Situations such as these represent a failure by banking management to capitalize on the potential of technology. The main factor contributing to this shortcoming is that the development of IT systems is still not looked at from the customer’s perspective. IT managers are often still charged with interpreting the value for customers of new technology systems. This decision should be made by customer facing representatives of the bank who can accurately judge the potential benefits of new technology systems for the end user.
The threat that these trends pose to the traditional banks lies in the emergence of what are known as ‘mono-line providers’ i.e. institutions that provide a single service targeted at banking customers. High profile ‘mono-line’ providers include Marks & Spencer, Virgin Direct and Intelligent Finance, a subsidiary of the Halifax Group. A good example of the breed is Standard Life, which provides mortgages to customers by telephone and over the Internet.
Companies involved in providing this kind of single, focused service have certain advantages and most importantly, they can benefit from a lower cost of delivery to the customer. In addition, the more limited scale and scope of these organizations mean that they are in a position to develop more intimate and fruitful customer relationships. For this reason, these institutions form a potential threat to the established banks. It is too early to suggest that these companies can fundamentally alter the landscape of the banking sector. But their potential influence on the industry should not be taken lightly.
What is required in banking circles is a new approach, combining two elements.
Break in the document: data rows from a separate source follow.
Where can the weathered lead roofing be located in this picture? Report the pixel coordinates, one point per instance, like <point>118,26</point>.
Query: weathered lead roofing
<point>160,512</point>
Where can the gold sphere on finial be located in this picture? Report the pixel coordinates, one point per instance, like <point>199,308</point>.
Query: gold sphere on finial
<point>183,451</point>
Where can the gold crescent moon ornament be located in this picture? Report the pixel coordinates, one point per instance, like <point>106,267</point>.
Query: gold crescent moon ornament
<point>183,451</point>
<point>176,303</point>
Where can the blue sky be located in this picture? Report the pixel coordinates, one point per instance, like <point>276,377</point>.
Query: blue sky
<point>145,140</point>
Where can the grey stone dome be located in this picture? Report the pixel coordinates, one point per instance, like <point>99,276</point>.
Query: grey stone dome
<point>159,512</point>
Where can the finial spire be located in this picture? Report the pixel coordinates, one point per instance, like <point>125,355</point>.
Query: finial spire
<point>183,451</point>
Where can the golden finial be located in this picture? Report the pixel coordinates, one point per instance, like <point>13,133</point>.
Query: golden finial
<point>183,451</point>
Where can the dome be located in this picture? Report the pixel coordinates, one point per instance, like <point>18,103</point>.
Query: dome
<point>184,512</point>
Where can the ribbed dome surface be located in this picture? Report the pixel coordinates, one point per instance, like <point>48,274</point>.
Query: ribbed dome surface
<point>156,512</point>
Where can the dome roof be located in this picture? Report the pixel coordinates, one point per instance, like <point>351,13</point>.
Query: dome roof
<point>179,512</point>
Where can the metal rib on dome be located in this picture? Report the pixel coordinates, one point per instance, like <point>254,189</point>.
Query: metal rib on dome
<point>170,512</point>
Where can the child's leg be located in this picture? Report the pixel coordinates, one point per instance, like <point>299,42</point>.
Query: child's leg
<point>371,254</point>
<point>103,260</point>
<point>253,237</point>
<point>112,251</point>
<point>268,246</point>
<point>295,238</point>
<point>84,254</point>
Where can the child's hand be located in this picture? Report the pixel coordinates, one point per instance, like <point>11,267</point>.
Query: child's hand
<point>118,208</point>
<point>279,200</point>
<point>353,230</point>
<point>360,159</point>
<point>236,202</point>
Firstly, there is a need for a move away from the ‘tele-sales’ contact with customers, in favour of a ‘tele-consulting’ relationship, involving greater interaction and consultation with the customer.
The second element, arguably the more complex, involves a greater focus on developing customer relationship management (CRM) systems that can accurately collate all the relevant information on a specific customer, as opposed to isolated data relating to specific elements of the customer’s business.
The problem with re-engineering IT systems along these lines is that it costs big money and involves major surgery to existing technology infrastructures. To develop a customer information system for large banks that can instantly provide the necessary data requires the integration of IT systems across all the relevant functions e.g. mortgages, offshore accounts, investments, etc.
For some banks, of course, this would mean dismantling established legacy applications to re-engineer them in line with revised requirements. Although this would represent, at first glance, a step back to take two steps forward with little sign of an immediate return, it is certain that such a move would prove to be of immense benefit in the longer run.
Combined with a greater focus on interacting with the customer on a consultative level, revamped CRM techniques could allow banks to increase the benefits they can bring to their customers and transform themselves into considerably more customer-centric organizations, better equipped to cope with the demands of the 21st century financial services industry.